Simply run the following command from the top-level module directory.
$ nosetests
Nose will automatically find all unit tests in the program so long as they are structured the same way as the example tests in this package. An interesting thing to keep in mind is that nose
will suppress standard output unless there is an error, so if you're expecting printouts from your tests you need to use the -s
option. Also -v
is recommended.
You can also run specific test cases:
$ nosetests minimally_useful_application.timing.tests.test_timing.TestTimingMethods
Note that this can also be applied to bigger subsets of tests. For example, if we wanted to run all test-cases in the minimally_useful_application
package, then we could do:
$ nosetests minimally_useful_application
Or if we wanted all test-cases in the timing
submodule:
$ nosetests minimally_useful_application.timing
and so on.
source: https://nose.readthedocs.io/en/latest/plugins/cover.html
Coverage information can be provided by one of multiple coverage tools.

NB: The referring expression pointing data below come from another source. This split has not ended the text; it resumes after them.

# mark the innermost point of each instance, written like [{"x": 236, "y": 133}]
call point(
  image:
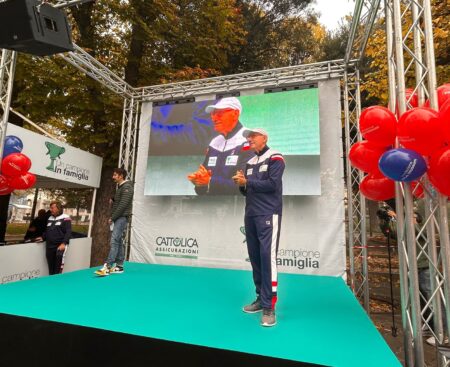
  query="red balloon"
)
[
  {"x": 5, "y": 186},
  {"x": 15, "y": 164},
  {"x": 377, "y": 188},
  {"x": 378, "y": 125},
  {"x": 443, "y": 93},
  {"x": 444, "y": 115},
  {"x": 420, "y": 129},
  {"x": 24, "y": 181},
  {"x": 411, "y": 97},
  {"x": 364, "y": 155},
  {"x": 439, "y": 170}
]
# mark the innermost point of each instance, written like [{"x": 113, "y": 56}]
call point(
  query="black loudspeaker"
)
[{"x": 27, "y": 26}]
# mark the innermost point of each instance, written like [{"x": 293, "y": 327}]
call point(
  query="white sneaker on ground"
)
[{"x": 103, "y": 271}]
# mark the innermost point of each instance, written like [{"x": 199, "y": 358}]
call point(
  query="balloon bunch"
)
[
  {"x": 15, "y": 166},
  {"x": 424, "y": 135}
]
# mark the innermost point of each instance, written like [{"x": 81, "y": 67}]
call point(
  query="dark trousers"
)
[
  {"x": 263, "y": 235},
  {"x": 55, "y": 260}
]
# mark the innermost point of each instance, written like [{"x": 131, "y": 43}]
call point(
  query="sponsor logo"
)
[
  {"x": 27, "y": 274},
  {"x": 299, "y": 258},
  {"x": 58, "y": 166},
  {"x": 177, "y": 247},
  {"x": 242, "y": 229}
]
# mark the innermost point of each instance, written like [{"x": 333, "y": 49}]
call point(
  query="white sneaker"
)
[{"x": 103, "y": 271}]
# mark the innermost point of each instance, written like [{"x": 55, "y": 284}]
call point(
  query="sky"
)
[{"x": 333, "y": 10}]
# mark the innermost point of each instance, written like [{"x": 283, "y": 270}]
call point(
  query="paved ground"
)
[{"x": 380, "y": 299}]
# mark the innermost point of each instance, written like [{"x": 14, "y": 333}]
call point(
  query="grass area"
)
[{"x": 21, "y": 228}]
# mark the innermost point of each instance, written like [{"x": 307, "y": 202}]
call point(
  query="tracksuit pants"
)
[
  {"x": 55, "y": 259},
  {"x": 263, "y": 235}
]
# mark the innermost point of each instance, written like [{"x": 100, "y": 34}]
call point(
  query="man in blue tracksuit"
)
[
  {"x": 226, "y": 153},
  {"x": 261, "y": 184}
]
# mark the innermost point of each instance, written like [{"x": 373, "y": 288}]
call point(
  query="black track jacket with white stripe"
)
[{"x": 264, "y": 188}]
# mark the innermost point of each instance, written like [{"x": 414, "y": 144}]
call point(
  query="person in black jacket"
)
[
  {"x": 262, "y": 186},
  {"x": 57, "y": 236},
  {"x": 121, "y": 210},
  {"x": 37, "y": 226}
]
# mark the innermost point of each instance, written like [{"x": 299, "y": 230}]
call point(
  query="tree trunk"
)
[
  {"x": 373, "y": 219},
  {"x": 102, "y": 212}
]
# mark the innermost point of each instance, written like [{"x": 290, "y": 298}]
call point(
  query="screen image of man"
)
[
  {"x": 226, "y": 153},
  {"x": 261, "y": 184}
]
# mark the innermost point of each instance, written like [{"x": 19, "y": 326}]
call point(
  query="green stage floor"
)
[{"x": 319, "y": 319}]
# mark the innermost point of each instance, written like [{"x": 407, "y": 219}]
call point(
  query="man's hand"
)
[
  {"x": 239, "y": 178},
  {"x": 201, "y": 177}
]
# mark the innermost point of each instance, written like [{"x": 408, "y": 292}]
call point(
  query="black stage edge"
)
[{"x": 31, "y": 342}]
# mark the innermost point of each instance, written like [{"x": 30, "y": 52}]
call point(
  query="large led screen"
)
[{"x": 184, "y": 139}]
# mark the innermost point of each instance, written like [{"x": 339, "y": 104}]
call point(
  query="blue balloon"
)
[
  {"x": 402, "y": 164},
  {"x": 13, "y": 144}
]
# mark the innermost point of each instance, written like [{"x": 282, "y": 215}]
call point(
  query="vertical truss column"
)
[
  {"x": 128, "y": 139},
  {"x": 409, "y": 32},
  {"x": 7, "y": 68},
  {"x": 128, "y": 148},
  {"x": 356, "y": 204}
]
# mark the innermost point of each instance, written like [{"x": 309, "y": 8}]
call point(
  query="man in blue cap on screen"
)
[
  {"x": 261, "y": 184},
  {"x": 226, "y": 153}
]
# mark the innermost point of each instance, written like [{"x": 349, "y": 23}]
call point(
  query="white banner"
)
[
  {"x": 208, "y": 231},
  {"x": 27, "y": 260},
  {"x": 56, "y": 160}
]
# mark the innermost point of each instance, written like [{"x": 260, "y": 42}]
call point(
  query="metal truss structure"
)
[
  {"x": 7, "y": 68},
  {"x": 356, "y": 203},
  {"x": 411, "y": 51},
  {"x": 407, "y": 52},
  {"x": 281, "y": 77},
  {"x": 409, "y": 44}
]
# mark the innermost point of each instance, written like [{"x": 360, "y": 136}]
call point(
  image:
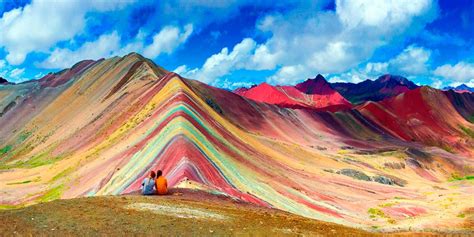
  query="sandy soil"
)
[{"x": 183, "y": 213}]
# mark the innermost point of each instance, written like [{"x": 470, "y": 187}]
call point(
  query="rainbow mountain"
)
[{"x": 98, "y": 128}]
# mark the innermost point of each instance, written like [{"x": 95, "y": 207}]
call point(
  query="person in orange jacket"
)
[{"x": 161, "y": 183}]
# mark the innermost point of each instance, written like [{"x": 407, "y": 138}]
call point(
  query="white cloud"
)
[
  {"x": 437, "y": 84},
  {"x": 287, "y": 75},
  {"x": 167, "y": 40},
  {"x": 181, "y": 69},
  {"x": 304, "y": 41},
  {"x": 382, "y": 15},
  {"x": 461, "y": 72},
  {"x": 412, "y": 61},
  {"x": 41, "y": 24},
  {"x": 17, "y": 73},
  {"x": 224, "y": 62},
  {"x": 104, "y": 46},
  {"x": 231, "y": 85}
]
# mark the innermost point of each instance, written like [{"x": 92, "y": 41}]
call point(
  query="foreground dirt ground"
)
[{"x": 182, "y": 213}]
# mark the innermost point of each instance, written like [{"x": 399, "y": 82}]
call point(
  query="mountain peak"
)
[
  {"x": 395, "y": 79},
  {"x": 461, "y": 88},
  {"x": 318, "y": 85},
  {"x": 3, "y": 80}
]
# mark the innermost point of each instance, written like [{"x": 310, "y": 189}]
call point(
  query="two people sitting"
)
[{"x": 156, "y": 182}]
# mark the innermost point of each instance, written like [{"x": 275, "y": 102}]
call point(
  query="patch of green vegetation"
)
[
  {"x": 5, "y": 149},
  {"x": 471, "y": 118},
  {"x": 52, "y": 194},
  {"x": 467, "y": 131},
  {"x": 7, "y": 207},
  {"x": 21, "y": 182},
  {"x": 398, "y": 198},
  {"x": 456, "y": 177},
  {"x": 36, "y": 161},
  {"x": 62, "y": 174},
  {"x": 390, "y": 204},
  {"x": 375, "y": 212},
  {"x": 23, "y": 136},
  {"x": 447, "y": 148}
]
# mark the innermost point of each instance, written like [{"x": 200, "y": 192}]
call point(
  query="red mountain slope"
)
[{"x": 313, "y": 93}]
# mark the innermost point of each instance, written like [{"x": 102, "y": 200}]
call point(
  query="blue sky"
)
[{"x": 240, "y": 42}]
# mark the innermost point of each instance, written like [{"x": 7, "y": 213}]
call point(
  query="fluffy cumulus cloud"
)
[
  {"x": 462, "y": 72},
  {"x": 412, "y": 61},
  {"x": 103, "y": 47},
  {"x": 328, "y": 41},
  {"x": 222, "y": 63},
  {"x": 167, "y": 40},
  {"x": 41, "y": 24}
]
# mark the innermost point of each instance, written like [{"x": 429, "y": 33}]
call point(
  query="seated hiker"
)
[
  {"x": 161, "y": 183},
  {"x": 148, "y": 184}
]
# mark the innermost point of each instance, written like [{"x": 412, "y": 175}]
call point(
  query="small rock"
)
[{"x": 355, "y": 174}]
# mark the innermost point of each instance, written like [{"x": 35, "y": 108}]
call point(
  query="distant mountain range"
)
[
  {"x": 460, "y": 88},
  {"x": 99, "y": 127},
  {"x": 384, "y": 87},
  {"x": 313, "y": 93},
  {"x": 317, "y": 93}
]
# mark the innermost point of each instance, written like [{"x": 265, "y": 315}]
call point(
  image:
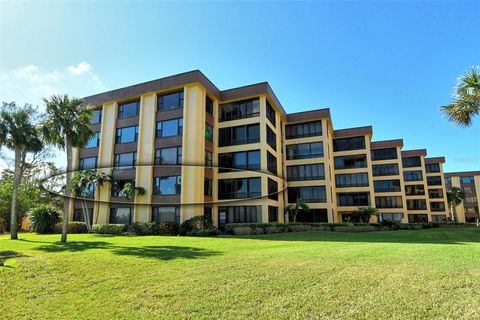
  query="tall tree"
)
[
  {"x": 466, "y": 103},
  {"x": 67, "y": 125},
  {"x": 455, "y": 196},
  {"x": 299, "y": 205},
  {"x": 18, "y": 133}
]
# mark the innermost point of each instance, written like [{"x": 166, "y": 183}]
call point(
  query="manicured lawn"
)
[{"x": 385, "y": 275}]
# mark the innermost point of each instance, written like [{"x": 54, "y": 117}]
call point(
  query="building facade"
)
[
  {"x": 237, "y": 156},
  {"x": 469, "y": 182}
]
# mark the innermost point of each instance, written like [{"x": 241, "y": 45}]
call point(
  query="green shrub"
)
[
  {"x": 109, "y": 228},
  {"x": 203, "y": 233},
  {"x": 44, "y": 218},
  {"x": 72, "y": 227},
  {"x": 195, "y": 223}
]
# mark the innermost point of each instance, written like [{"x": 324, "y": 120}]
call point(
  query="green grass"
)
[{"x": 431, "y": 274}]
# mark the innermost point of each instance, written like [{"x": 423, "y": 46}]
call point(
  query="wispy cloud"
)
[{"x": 29, "y": 83}]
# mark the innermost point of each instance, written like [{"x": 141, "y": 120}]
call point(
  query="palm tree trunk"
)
[
  {"x": 16, "y": 182},
  {"x": 66, "y": 204}
]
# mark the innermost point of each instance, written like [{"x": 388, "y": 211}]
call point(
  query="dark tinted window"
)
[
  {"x": 304, "y": 150},
  {"x": 129, "y": 109},
  {"x": 309, "y": 194},
  {"x": 350, "y": 162},
  {"x": 385, "y": 169},
  {"x": 167, "y": 185},
  {"x": 345, "y": 144},
  {"x": 411, "y": 162},
  {"x": 128, "y": 134},
  {"x": 239, "y": 110},
  {"x": 386, "y": 185},
  {"x": 302, "y": 130},
  {"x": 169, "y": 128},
  {"x": 306, "y": 172},
  {"x": 239, "y": 135},
  {"x": 170, "y": 101},
  {"x": 384, "y": 154},
  {"x": 351, "y": 180},
  {"x": 353, "y": 199},
  {"x": 239, "y": 188}
]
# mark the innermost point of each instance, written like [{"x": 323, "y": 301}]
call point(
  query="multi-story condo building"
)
[
  {"x": 469, "y": 182},
  {"x": 237, "y": 156}
]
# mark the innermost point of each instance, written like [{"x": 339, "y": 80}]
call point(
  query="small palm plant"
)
[
  {"x": 466, "y": 102},
  {"x": 299, "y": 205},
  {"x": 455, "y": 196}
]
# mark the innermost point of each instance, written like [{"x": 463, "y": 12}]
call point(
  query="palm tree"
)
[
  {"x": 364, "y": 213},
  {"x": 18, "y": 133},
  {"x": 299, "y": 205},
  {"x": 466, "y": 102},
  {"x": 455, "y": 196},
  {"x": 67, "y": 126},
  {"x": 83, "y": 183}
]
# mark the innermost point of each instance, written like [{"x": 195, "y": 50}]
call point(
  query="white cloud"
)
[
  {"x": 82, "y": 67},
  {"x": 29, "y": 84}
]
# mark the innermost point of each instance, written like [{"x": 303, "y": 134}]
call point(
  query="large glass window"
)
[
  {"x": 166, "y": 214},
  {"x": 272, "y": 189},
  {"x": 97, "y": 116},
  {"x": 239, "y": 135},
  {"x": 168, "y": 156},
  {"x": 416, "y": 204},
  {"x": 388, "y": 202},
  {"x": 350, "y": 162},
  {"x": 169, "y": 128},
  {"x": 415, "y": 190},
  {"x": 385, "y": 169},
  {"x": 432, "y": 167},
  {"x": 434, "y": 181},
  {"x": 386, "y": 185},
  {"x": 353, "y": 199},
  {"x": 94, "y": 141},
  {"x": 208, "y": 132},
  {"x": 240, "y": 110},
  {"x": 244, "y": 160},
  {"x": 167, "y": 185},
  {"x": 271, "y": 114},
  {"x": 127, "y": 134},
  {"x": 384, "y": 154},
  {"x": 309, "y": 194},
  {"x": 239, "y": 188},
  {"x": 271, "y": 138},
  {"x": 239, "y": 214},
  {"x": 413, "y": 176},
  {"x": 302, "y": 130},
  {"x": 271, "y": 163},
  {"x": 170, "y": 101},
  {"x": 87, "y": 163},
  {"x": 351, "y": 180},
  {"x": 411, "y": 162},
  {"x": 435, "y": 193},
  {"x": 125, "y": 160},
  {"x": 305, "y": 150},
  {"x": 466, "y": 180},
  {"x": 128, "y": 109},
  {"x": 346, "y": 144},
  {"x": 120, "y": 216},
  {"x": 437, "y": 206},
  {"x": 306, "y": 172}
]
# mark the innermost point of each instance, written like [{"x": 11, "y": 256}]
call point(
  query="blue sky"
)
[{"x": 386, "y": 64}]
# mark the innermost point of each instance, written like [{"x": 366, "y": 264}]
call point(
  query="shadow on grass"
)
[
  {"x": 430, "y": 236},
  {"x": 154, "y": 252}
]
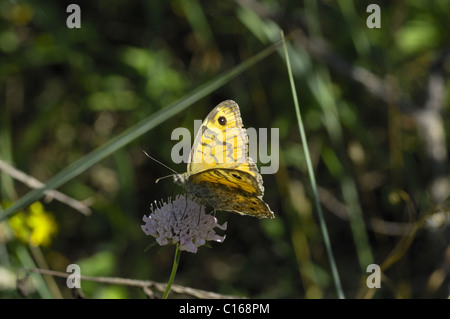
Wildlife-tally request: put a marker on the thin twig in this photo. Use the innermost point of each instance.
(147, 285)
(32, 182)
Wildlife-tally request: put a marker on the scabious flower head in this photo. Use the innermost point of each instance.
(181, 221)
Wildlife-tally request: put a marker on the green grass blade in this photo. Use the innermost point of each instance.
(323, 225)
(134, 132)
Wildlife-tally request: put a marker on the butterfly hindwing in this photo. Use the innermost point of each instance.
(219, 172)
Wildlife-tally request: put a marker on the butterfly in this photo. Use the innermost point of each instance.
(219, 172)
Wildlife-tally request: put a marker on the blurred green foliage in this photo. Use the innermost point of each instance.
(65, 92)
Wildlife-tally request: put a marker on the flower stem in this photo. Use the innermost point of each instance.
(176, 261)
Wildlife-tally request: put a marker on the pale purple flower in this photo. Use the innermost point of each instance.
(181, 220)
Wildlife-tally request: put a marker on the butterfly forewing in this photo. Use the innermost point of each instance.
(219, 171)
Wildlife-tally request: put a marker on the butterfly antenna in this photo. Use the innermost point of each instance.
(162, 165)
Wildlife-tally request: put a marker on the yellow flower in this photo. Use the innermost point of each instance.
(36, 228)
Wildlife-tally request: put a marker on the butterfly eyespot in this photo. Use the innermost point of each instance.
(222, 120)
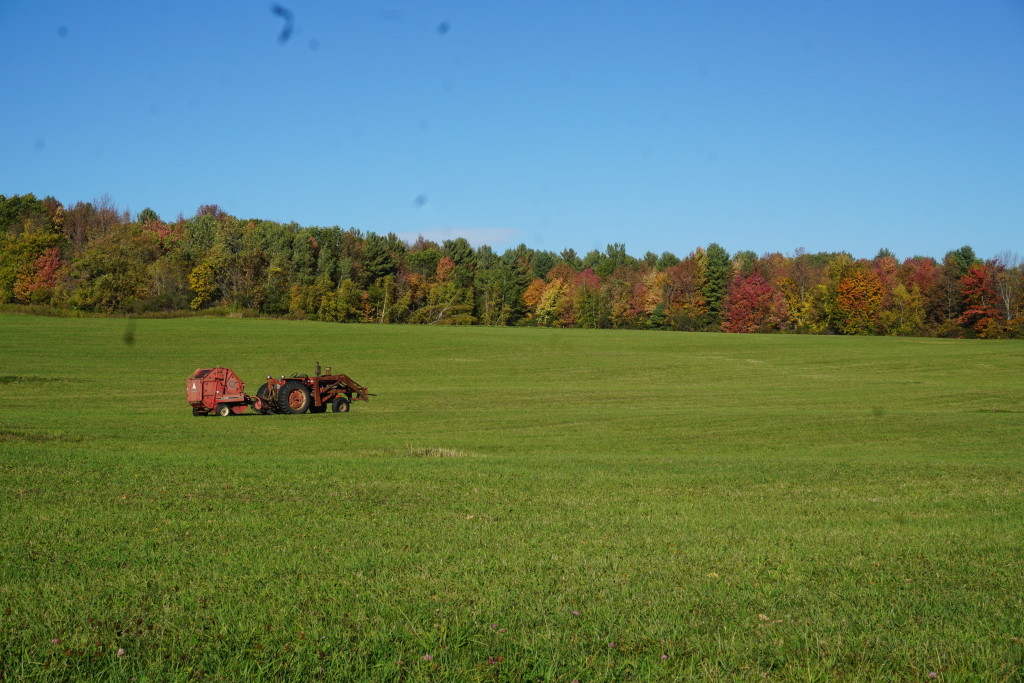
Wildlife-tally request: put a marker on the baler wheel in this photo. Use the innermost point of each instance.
(294, 398)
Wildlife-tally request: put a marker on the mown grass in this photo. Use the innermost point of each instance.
(514, 505)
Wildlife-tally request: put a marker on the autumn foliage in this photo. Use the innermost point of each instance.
(92, 257)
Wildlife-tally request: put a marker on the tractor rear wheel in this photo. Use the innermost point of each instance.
(294, 398)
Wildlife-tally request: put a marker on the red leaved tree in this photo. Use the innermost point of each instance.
(752, 305)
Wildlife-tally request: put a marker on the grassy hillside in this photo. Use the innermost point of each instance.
(515, 504)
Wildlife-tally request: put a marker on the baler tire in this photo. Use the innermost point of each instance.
(285, 394)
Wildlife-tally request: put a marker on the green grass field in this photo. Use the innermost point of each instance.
(515, 504)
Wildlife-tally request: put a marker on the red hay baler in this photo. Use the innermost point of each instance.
(217, 390)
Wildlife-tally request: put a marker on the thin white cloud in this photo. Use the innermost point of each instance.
(493, 237)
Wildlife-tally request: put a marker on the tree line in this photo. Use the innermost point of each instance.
(92, 257)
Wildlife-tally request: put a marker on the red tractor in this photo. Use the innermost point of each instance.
(220, 391)
(299, 393)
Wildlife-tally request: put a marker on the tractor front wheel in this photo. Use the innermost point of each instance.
(294, 398)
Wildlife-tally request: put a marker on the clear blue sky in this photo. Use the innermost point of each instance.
(828, 125)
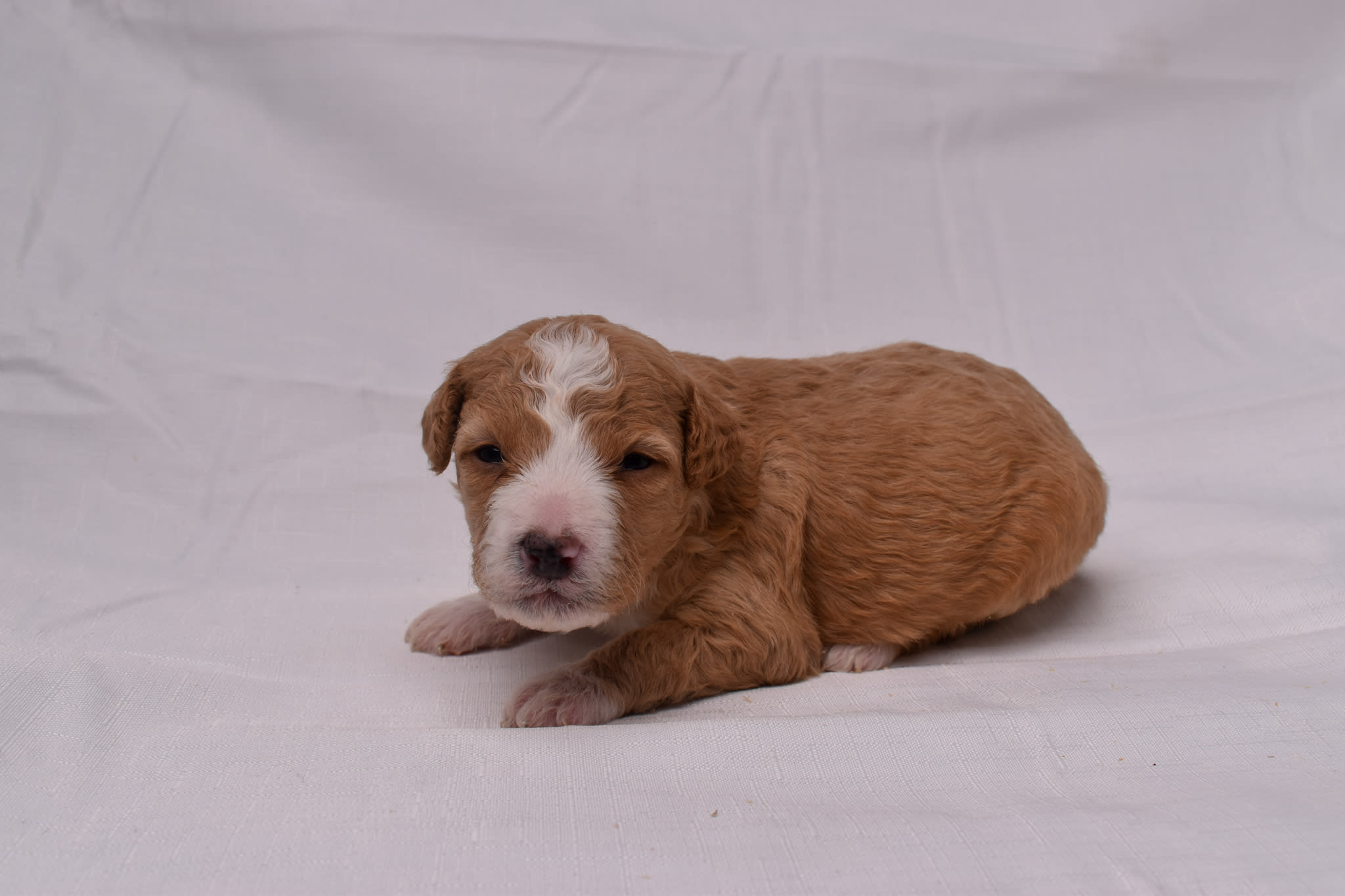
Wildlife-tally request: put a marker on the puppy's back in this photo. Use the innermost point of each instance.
(940, 489)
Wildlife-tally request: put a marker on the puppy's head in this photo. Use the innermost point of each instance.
(579, 448)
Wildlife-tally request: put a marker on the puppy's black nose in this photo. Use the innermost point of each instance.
(549, 558)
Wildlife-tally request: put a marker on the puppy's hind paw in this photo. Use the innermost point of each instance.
(463, 626)
(564, 696)
(858, 657)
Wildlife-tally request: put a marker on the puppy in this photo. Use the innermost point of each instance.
(741, 523)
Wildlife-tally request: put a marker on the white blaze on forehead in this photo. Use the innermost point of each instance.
(567, 490)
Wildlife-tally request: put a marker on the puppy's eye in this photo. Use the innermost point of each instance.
(635, 461)
(489, 454)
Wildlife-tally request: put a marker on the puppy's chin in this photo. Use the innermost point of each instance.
(548, 612)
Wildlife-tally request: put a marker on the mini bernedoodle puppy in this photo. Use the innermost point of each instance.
(743, 523)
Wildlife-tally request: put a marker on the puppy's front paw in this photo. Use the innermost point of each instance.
(858, 657)
(463, 626)
(564, 696)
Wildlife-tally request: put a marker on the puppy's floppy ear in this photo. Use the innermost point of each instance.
(439, 423)
(713, 437)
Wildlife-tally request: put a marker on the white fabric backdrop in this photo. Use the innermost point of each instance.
(238, 242)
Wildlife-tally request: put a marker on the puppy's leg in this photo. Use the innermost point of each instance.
(858, 657)
(665, 662)
(463, 626)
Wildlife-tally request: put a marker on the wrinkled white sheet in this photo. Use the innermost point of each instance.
(238, 242)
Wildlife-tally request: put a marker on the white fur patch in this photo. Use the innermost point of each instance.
(565, 492)
(858, 657)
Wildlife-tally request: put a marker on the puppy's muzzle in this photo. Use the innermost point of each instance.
(548, 558)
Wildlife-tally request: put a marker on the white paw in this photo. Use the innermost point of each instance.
(463, 626)
(858, 657)
(564, 696)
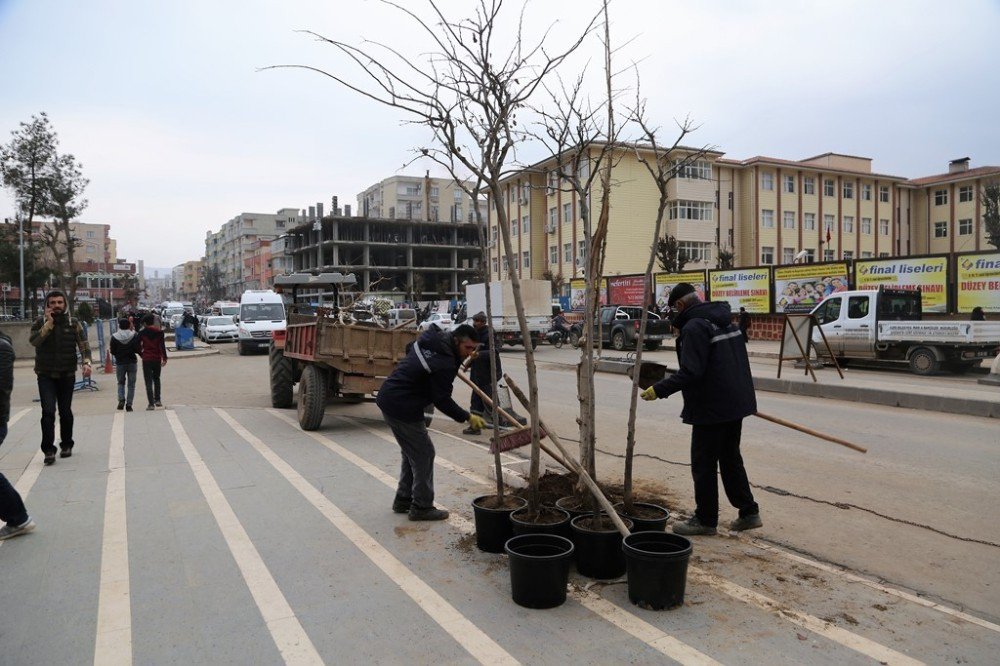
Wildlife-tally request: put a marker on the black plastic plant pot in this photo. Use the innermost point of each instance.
(493, 526)
(522, 525)
(646, 522)
(657, 569)
(598, 551)
(539, 569)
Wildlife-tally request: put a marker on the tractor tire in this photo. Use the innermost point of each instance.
(282, 371)
(312, 397)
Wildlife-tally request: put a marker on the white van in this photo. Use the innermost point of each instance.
(262, 312)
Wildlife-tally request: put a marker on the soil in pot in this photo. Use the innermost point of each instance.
(657, 568)
(539, 569)
(548, 520)
(598, 546)
(645, 517)
(493, 526)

To use the fairly standard coverage
module, simply install it:
$ pip install coverage
And then you can execute all the same nosetests
commands as above except with the --with-coverage
option. Which will produce a report not unlike this:
$ nosetests --with-coverage
..
Name Stmts Miss Cover
-------------------------------------------------------------------
arrow.py 5 0 100%
arrow/api.py 13 3 77%
arrow/arrow.py 330 228 31%
arrow/factory.py 63 47 25%
arrow/formatter.py 80 70 12%
arrow/locales.py 626 124 80%
arrow/parser.py 179 138 23%
arrow/util.py 14 8 43%
dateutil.py 1 0 100%
dateutil/_common.py 22 13 41%
dateutil/relativedelta.py 236 204 14%
dateutil/tz.py 2 0 100%
dateutil/tz/_common.py 143 90 37%
dateutil/tz/tz.py 698 445 36%
minimally_useful_application.py 0 0 100%
minimally_useful_application/timing.py 0 0 100%
minimally_useful_application/timing/timing.py 6 0 100%
minimally_useful_application/utils.py 0 0 100%
-------------------------------------------------------------------
TOTAL 2418 1370 43%
----------------------------------------------------------------------
Ran 2 tests in 0.033s
OK
Similarly, you can generate HTML coverage reports with --cover-html
like so:
$ nosetests --with-coverage --cover-html
Typically, the HTML output will be in the cover
directory, but if you wanna specify the output directory:
$ nosetests --with-coverage --cover-html-dir=.coverage_html
For the sake of simplicity, I also recommend specifying the module that you want coverage reports for (since you typically do not want to test all the libraries that you pull in as well)
$ nosetests --cover-package=minimally_useful_application --with-coverage
TODO: Write up something about documentation generators.